Say I need to make a very low-noise signal inverting schematic. For that I came up with the schematic below – the U2 is a low-noise opamp in an inverting configuration, and the schematic around U1 is a rail-splitter typically seen in guitar pedals – it provides the "ground" level for the U2, thus converting a unipolar power supply into a bipolar.

The problem is that simulation shows that removing the C2 filtering capacitor drastically improves the noise characteristics for some reason. When C2 is connected, there is a very clear spike at around 20kHz, while removing it removes the peak (graphs are also shown below).

So, the question is: what causes this spike? Why can't I add additional filtering using C2 capacitor (even the rail-splitter TLE2426 datasheet suggests leaving only the C1 capacitor)? It does not even improve the noise characteristics at ~1kHz frequency range, so what is the point in it? In guitar pedals the noise characteristics are not so important, but still, why is it there then in guitar pedals if it does not improve characteristics at any frequencies? Any suggestions on should I remove the C2 capacitor in my case or how should I reimplement the rail-splitter?

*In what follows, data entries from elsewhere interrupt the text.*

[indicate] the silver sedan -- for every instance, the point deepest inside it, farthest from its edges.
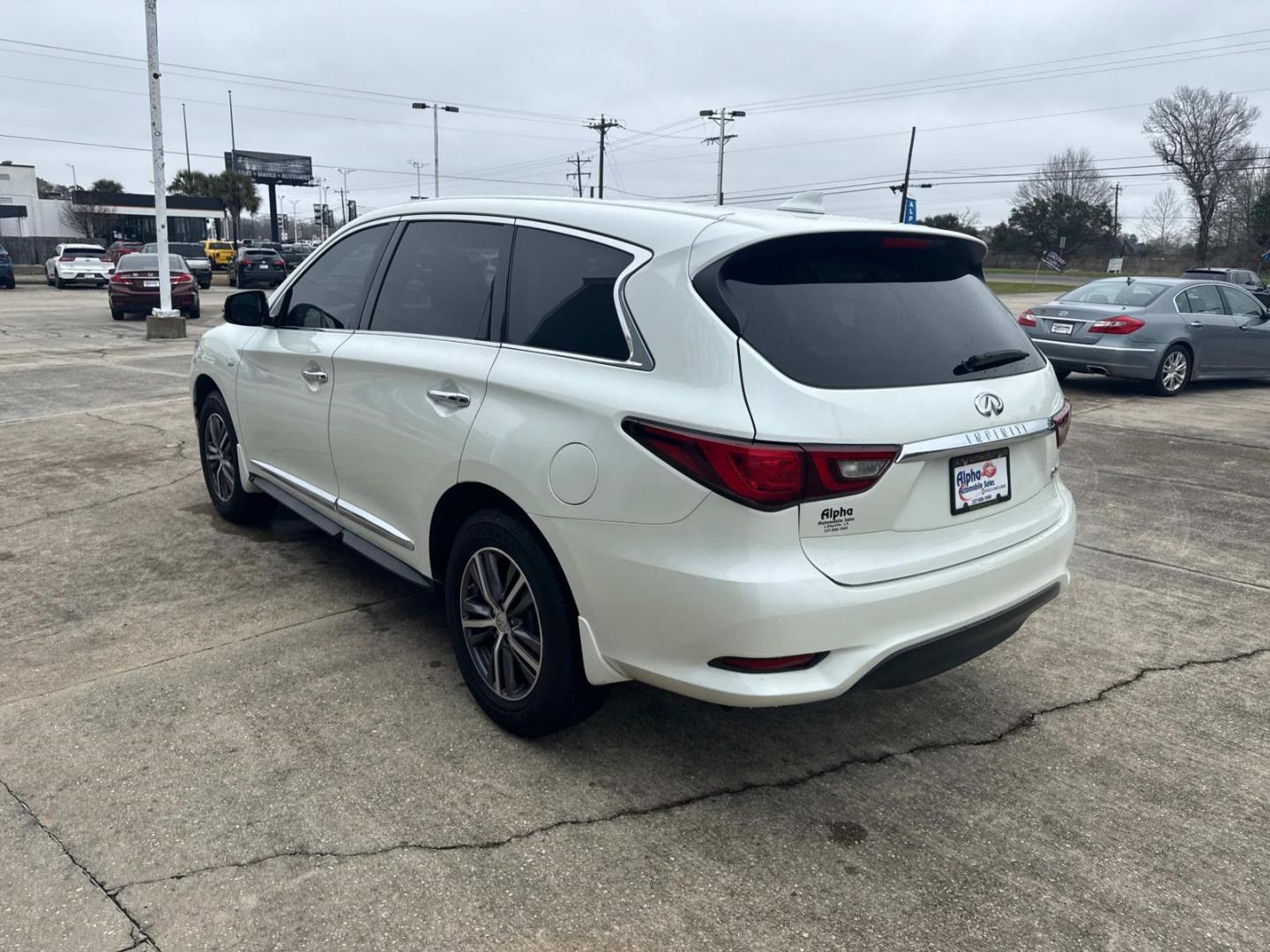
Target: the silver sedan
(1165, 331)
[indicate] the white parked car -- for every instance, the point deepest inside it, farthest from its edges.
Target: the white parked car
(75, 264)
(757, 457)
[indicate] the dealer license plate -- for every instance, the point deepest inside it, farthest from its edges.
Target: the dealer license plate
(979, 480)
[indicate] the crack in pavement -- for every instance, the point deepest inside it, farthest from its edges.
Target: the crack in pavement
(1022, 724)
(358, 607)
(56, 513)
(138, 934)
(1148, 560)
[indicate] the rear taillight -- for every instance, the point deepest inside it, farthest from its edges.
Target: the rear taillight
(1120, 324)
(1062, 421)
(765, 475)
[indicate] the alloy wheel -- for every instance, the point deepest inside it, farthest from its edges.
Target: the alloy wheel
(219, 457)
(501, 623)
(1172, 374)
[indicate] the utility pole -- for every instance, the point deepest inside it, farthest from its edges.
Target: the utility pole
(908, 169)
(602, 126)
(436, 141)
(723, 117)
(163, 322)
(418, 179)
(578, 161)
(343, 195)
(185, 127)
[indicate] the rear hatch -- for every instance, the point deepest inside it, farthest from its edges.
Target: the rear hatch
(873, 340)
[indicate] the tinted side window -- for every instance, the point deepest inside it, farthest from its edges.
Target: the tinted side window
(1204, 300)
(562, 294)
(331, 294)
(446, 279)
(1241, 303)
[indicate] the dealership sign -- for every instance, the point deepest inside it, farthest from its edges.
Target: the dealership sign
(272, 167)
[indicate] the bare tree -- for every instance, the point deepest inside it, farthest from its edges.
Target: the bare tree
(86, 219)
(1070, 173)
(1201, 135)
(1162, 221)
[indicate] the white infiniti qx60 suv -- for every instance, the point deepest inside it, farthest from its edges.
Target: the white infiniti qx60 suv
(757, 457)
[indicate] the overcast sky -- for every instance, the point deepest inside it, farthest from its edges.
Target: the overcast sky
(527, 75)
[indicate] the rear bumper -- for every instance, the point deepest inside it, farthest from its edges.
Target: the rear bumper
(1127, 360)
(664, 600)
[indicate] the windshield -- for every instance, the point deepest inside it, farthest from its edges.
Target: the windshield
(1117, 291)
(868, 310)
(143, 262)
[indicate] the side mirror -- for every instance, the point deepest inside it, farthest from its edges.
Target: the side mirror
(249, 309)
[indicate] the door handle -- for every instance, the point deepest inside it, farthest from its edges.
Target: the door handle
(450, 398)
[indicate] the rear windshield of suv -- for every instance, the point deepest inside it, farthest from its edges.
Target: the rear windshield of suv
(865, 310)
(1117, 291)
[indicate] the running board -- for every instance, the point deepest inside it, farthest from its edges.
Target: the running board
(369, 550)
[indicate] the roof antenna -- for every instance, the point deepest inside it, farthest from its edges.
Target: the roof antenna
(804, 202)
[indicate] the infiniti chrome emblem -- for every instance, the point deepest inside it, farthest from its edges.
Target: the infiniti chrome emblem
(989, 404)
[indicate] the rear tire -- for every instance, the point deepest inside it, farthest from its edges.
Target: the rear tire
(217, 452)
(525, 668)
(1174, 372)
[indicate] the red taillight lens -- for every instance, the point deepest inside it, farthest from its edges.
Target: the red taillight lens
(767, 666)
(765, 475)
(1120, 324)
(1062, 421)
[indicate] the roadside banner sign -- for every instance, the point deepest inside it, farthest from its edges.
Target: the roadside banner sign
(1053, 260)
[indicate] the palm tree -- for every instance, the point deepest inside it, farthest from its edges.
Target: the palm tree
(195, 184)
(238, 190)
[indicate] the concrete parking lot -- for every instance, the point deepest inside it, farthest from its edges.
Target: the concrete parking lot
(215, 738)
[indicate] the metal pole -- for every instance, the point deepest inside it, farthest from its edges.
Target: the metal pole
(908, 167)
(436, 153)
(164, 309)
(723, 121)
(185, 127)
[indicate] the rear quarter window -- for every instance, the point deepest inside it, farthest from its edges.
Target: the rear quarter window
(866, 310)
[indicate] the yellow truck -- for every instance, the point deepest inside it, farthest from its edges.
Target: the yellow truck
(219, 253)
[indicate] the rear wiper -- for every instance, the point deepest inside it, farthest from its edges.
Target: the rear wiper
(990, 358)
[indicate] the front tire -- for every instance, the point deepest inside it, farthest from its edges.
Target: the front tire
(217, 450)
(1174, 372)
(514, 628)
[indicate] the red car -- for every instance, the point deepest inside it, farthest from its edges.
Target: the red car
(135, 286)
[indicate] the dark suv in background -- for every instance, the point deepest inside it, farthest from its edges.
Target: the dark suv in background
(1246, 279)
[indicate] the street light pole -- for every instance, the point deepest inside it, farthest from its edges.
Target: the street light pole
(418, 179)
(436, 141)
(161, 323)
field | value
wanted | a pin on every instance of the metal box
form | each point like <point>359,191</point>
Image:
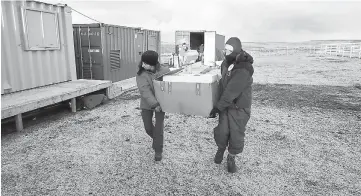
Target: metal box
<point>187,94</point>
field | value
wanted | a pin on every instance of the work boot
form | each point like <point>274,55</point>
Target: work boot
<point>231,164</point>
<point>158,156</point>
<point>219,156</point>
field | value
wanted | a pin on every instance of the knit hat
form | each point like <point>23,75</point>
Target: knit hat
<point>237,48</point>
<point>150,57</point>
<point>236,44</point>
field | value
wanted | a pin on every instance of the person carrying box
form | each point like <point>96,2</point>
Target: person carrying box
<point>149,69</point>
<point>234,102</point>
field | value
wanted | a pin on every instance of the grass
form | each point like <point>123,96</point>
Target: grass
<point>302,139</point>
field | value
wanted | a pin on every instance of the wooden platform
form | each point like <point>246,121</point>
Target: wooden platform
<point>15,104</point>
<point>117,88</point>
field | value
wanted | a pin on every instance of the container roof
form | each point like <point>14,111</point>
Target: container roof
<point>59,4</point>
<point>97,25</point>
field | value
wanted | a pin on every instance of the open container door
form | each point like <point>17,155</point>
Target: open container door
<point>209,48</point>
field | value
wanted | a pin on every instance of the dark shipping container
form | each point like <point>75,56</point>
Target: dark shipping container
<point>111,52</point>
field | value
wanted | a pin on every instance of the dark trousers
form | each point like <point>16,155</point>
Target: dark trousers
<point>155,132</point>
<point>231,128</point>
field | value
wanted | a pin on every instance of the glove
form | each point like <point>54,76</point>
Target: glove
<point>214,112</point>
<point>158,109</point>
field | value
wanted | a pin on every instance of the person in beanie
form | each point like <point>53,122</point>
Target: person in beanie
<point>149,69</point>
<point>234,102</point>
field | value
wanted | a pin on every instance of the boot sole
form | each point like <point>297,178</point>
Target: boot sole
<point>218,162</point>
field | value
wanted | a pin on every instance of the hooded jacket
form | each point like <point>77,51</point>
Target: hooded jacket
<point>146,87</point>
<point>235,87</point>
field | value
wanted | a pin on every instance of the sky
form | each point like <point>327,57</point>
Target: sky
<point>251,21</point>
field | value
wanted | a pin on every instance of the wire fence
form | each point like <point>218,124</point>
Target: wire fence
<point>350,50</point>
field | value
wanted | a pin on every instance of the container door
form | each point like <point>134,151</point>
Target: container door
<point>181,37</point>
<point>139,45</point>
<point>91,58</point>
<point>209,48</point>
<point>152,43</point>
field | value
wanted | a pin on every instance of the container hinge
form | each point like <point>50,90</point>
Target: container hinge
<point>162,86</point>
<point>169,87</point>
<point>198,89</point>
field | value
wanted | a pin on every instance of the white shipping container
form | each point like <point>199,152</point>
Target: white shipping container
<point>36,45</point>
<point>213,43</point>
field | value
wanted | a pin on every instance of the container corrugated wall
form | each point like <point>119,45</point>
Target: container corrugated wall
<point>22,65</point>
<point>122,39</point>
<point>115,52</point>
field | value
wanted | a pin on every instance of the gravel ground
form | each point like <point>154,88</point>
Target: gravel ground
<point>304,150</point>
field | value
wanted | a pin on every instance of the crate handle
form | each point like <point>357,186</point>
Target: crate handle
<point>169,87</point>
<point>198,89</point>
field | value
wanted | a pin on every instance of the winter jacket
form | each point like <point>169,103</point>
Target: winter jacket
<point>146,87</point>
<point>235,87</point>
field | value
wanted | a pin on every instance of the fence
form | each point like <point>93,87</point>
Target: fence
<point>351,50</point>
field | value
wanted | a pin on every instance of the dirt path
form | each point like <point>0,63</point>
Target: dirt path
<point>301,140</point>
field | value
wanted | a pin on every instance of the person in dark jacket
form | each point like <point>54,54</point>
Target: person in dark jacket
<point>234,102</point>
<point>149,69</point>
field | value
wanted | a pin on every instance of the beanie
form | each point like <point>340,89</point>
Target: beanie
<point>236,44</point>
<point>150,57</point>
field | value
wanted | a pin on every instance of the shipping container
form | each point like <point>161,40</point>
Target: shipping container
<point>213,43</point>
<point>36,45</point>
<point>111,52</point>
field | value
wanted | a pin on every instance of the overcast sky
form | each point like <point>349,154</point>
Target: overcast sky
<point>250,21</point>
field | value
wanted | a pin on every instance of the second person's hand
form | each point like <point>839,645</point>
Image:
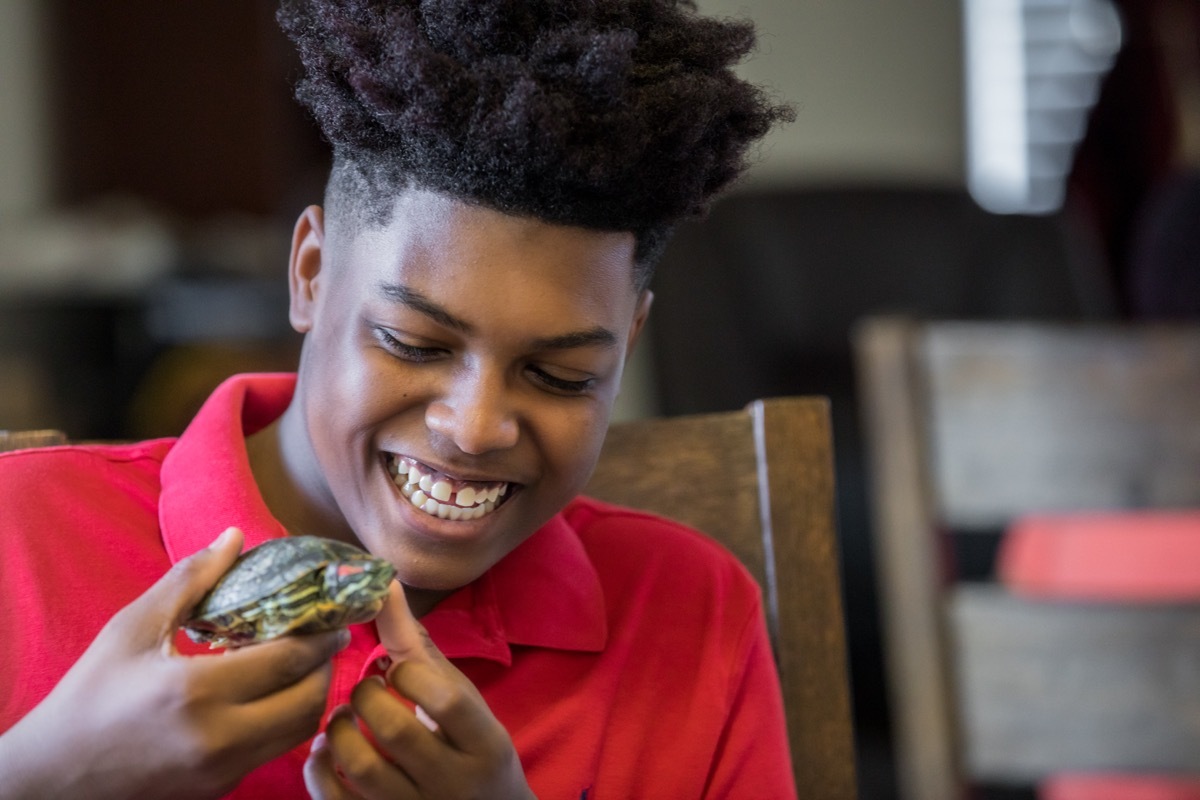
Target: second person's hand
<point>133,717</point>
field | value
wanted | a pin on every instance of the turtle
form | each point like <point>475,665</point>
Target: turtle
<point>294,584</point>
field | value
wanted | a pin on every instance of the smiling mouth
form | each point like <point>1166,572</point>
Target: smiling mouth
<point>443,497</point>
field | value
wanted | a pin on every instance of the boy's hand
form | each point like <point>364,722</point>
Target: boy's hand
<point>133,717</point>
<point>460,751</point>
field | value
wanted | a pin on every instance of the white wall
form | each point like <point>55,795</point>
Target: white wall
<point>876,83</point>
<point>24,174</point>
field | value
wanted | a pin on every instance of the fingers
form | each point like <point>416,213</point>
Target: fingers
<point>399,732</point>
<point>400,633</point>
<point>154,617</point>
<point>369,773</point>
<point>265,668</point>
<point>453,702</point>
<point>321,776</point>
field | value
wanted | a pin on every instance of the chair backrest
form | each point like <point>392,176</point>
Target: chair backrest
<point>760,481</point>
<point>969,426</point>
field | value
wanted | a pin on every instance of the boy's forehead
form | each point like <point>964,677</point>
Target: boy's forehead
<point>425,227</point>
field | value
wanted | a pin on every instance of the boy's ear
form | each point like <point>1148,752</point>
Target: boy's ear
<point>304,266</point>
<point>640,316</point>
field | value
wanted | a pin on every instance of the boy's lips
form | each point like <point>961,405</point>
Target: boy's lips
<point>444,497</point>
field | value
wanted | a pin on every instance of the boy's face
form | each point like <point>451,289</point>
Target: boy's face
<point>475,350</point>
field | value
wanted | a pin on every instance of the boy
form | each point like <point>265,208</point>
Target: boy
<point>504,175</point>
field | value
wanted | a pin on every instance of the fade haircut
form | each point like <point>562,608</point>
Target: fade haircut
<point>605,114</point>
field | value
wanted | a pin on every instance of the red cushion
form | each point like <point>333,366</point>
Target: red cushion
<point>1140,555</point>
<point>1117,787</point>
<point>1129,555</point>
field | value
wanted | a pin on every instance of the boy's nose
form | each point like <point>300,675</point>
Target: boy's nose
<point>475,416</point>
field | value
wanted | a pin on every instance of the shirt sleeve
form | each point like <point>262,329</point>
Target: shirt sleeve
<point>753,759</point>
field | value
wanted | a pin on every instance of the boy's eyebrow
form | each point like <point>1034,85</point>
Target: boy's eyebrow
<point>419,302</point>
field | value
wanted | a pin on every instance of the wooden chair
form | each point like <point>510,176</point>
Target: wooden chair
<point>970,425</point>
<point>761,481</point>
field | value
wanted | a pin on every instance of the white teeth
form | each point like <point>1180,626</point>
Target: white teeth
<point>437,495</point>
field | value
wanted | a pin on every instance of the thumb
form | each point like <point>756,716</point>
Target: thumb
<point>401,635</point>
<point>156,615</point>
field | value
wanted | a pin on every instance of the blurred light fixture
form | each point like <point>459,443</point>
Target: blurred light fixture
<point>1033,71</point>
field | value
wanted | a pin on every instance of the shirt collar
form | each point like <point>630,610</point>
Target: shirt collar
<point>544,594</point>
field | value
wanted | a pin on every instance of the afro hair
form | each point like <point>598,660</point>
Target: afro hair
<point>606,114</point>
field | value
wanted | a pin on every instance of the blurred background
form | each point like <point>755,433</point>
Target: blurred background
<point>972,160</point>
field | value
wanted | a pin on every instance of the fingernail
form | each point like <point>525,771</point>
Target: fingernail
<point>222,539</point>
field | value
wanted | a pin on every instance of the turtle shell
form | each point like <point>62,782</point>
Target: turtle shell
<point>289,585</point>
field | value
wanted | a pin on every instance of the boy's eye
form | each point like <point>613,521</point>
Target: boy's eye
<point>407,352</point>
<point>562,384</point>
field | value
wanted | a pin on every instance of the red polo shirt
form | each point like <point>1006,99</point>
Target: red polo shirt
<point>625,655</point>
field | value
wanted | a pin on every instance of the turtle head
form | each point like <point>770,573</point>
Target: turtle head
<point>359,585</point>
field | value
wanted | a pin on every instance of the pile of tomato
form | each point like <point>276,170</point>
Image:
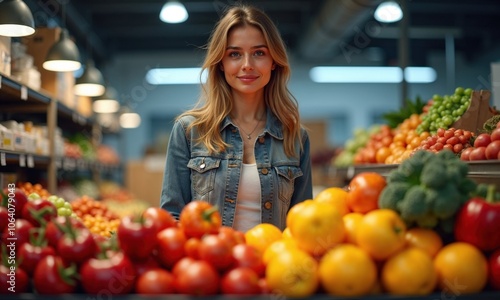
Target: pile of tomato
<point>150,253</point>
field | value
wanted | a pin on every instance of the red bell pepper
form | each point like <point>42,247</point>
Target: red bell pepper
<point>478,222</point>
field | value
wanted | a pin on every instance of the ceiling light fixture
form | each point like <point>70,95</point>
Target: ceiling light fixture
<point>388,12</point>
<point>159,76</point>
<point>173,12</point>
<point>91,83</point>
<point>107,103</point>
<point>63,56</point>
<point>129,119</point>
<point>372,74</point>
<point>16,19</point>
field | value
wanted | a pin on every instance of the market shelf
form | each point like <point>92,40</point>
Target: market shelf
<point>23,160</point>
<point>487,295</point>
<point>483,168</point>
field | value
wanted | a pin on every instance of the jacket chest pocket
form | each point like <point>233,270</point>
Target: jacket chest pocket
<point>286,180</point>
<point>203,170</point>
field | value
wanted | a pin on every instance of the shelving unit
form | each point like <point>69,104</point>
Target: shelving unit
<point>25,104</point>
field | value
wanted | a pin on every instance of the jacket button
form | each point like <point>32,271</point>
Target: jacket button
<point>268,205</point>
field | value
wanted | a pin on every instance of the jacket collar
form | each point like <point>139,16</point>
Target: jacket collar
<point>273,125</point>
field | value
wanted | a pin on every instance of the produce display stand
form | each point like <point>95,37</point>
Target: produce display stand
<point>483,171</point>
<point>487,295</point>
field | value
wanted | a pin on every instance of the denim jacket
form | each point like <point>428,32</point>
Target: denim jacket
<point>191,173</point>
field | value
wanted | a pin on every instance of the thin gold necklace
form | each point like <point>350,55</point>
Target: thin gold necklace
<point>249,135</point>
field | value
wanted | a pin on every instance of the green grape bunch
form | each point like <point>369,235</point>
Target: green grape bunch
<point>445,110</point>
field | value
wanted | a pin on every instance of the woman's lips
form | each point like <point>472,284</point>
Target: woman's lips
<point>247,78</point>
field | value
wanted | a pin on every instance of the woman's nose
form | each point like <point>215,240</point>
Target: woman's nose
<point>247,62</point>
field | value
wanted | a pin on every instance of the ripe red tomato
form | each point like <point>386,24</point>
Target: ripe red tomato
<point>231,235</point>
<point>170,246</point>
<point>111,275</point>
<point>162,218</point>
<point>47,277</point>
<point>364,191</point>
<point>478,153</point>
<point>494,269</point>
<point>39,210</point>
<point>492,150</point>
<point>137,236</point>
<point>199,278</point>
<point>182,265</point>
<point>241,281</point>
<point>155,282</point>
<point>248,256</point>
<point>191,247</point>
<point>216,251</point>
<point>16,286</point>
<point>200,217</point>
<point>495,134</point>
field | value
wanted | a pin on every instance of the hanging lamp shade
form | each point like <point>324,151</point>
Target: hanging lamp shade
<point>16,19</point>
<point>106,103</point>
<point>63,56</point>
<point>129,118</point>
<point>91,83</point>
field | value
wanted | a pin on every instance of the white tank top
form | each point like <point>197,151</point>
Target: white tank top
<point>248,213</point>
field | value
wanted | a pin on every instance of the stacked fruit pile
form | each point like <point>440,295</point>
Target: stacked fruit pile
<point>429,127</point>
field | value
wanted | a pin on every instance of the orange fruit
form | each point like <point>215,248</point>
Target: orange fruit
<point>277,248</point>
<point>462,269</point>
<point>297,208</point>
<point>335,196</point>
<point>262,235</point>
<point>381,233</point>
<point>294,273</point>
<point>287,234</point>
<point>317,227</point>
<point>364,191</point>
<point>351,224</point>
<point>409,272</point>
<point>424,238</point>
<point>347,270</point>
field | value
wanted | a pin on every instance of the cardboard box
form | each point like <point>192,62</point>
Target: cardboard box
<point>478,112</point>
<point>5,55</point>
<point>144,179</point>
<point>57,84</point>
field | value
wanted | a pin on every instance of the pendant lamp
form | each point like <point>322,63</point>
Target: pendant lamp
<point>106,103</point>
<point>173,12</point>
<point>63,56</point>
<point>129,118</point>
<point>16,19</point>
<point>91,83</point>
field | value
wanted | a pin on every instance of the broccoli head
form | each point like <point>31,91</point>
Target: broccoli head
<point>414,205</point>
<point>447,201</point>
<point>392,194</point>
<point>434,175</point>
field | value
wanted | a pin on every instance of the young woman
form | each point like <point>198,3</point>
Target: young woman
<point>242,148</point>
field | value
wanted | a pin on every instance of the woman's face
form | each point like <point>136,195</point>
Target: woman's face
<point>247,63</point>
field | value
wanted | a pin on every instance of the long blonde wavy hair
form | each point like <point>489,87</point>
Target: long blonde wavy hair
<point>216,102</point>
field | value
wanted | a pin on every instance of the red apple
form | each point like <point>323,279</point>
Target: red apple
<point>492,150</point>
<point>494,270</point>
<point>478,154</point>
<point>482,140</point>
<point>495,134</point>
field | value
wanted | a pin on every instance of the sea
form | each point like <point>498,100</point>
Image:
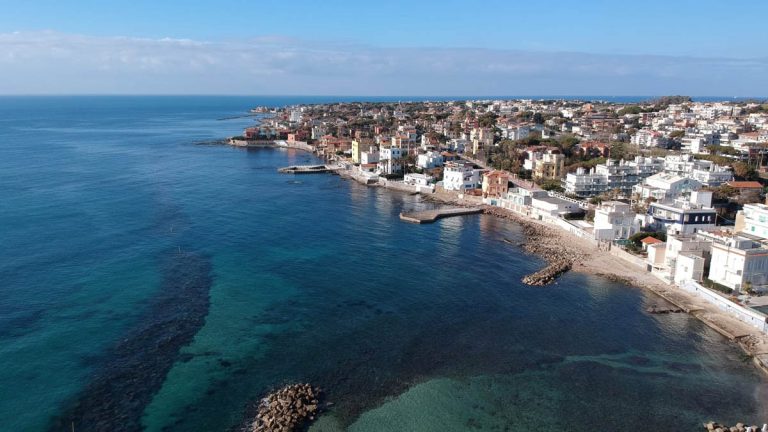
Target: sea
<point>154,279</point>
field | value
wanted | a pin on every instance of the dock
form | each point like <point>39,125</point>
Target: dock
<point>307,169</point>
<point>429,216</point>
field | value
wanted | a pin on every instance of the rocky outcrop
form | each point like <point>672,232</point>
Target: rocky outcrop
<point>287,409</point>
<point>739,427</point>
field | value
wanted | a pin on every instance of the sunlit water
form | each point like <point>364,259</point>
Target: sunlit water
<point>313,278</point>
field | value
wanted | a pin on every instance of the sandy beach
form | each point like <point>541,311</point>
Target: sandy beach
<point>555,242</point>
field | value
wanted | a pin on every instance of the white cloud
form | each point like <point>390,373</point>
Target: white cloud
<point>51,62</point>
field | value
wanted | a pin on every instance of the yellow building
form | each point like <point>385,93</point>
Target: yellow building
<point>359,146</point>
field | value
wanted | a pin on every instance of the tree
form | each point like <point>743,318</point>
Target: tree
<point>487,120</point>
<point>744,171</point>
<point>551,185</point>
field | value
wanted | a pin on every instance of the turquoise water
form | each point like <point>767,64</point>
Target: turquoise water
<point>117,224</point>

P.S. If it is not clear: I've used the same schematic for both tests, the only difference is the C2 capacitor. In both cases I tested the full schematic shown below with both U1 and U2, these are not separate schematics! The input and output are the U2 input and output, U1 only provides the mid-rail voltage. I've just tried to remove the C2 capacitor from this schematic.

Schematic and graphs

Best Answer

As @brhans said, most of opamps become unstable in unity-gain configuration if they drive capacitive load. That is the case, when you put large 10uF C2. According to TL072 datasheet, there is 128 Ohm output resistor, which makes RC-circuit in conjuction with C2. It makes additional phase shift, which at some frequency converts negative feedback into positive, leading to oscillation. Why do you want to use C2?

If the purpose is to additionally filter noise, then, as @brhans suggests, use resistor in serise with C2. Yes, it will increase DC ouput resestance of splitter, but it will decouple large capacitance from feedback looop and removes oscillation. Also, you can select opamp that is 'able to drive unlimited capacitive loads', AD826, for example.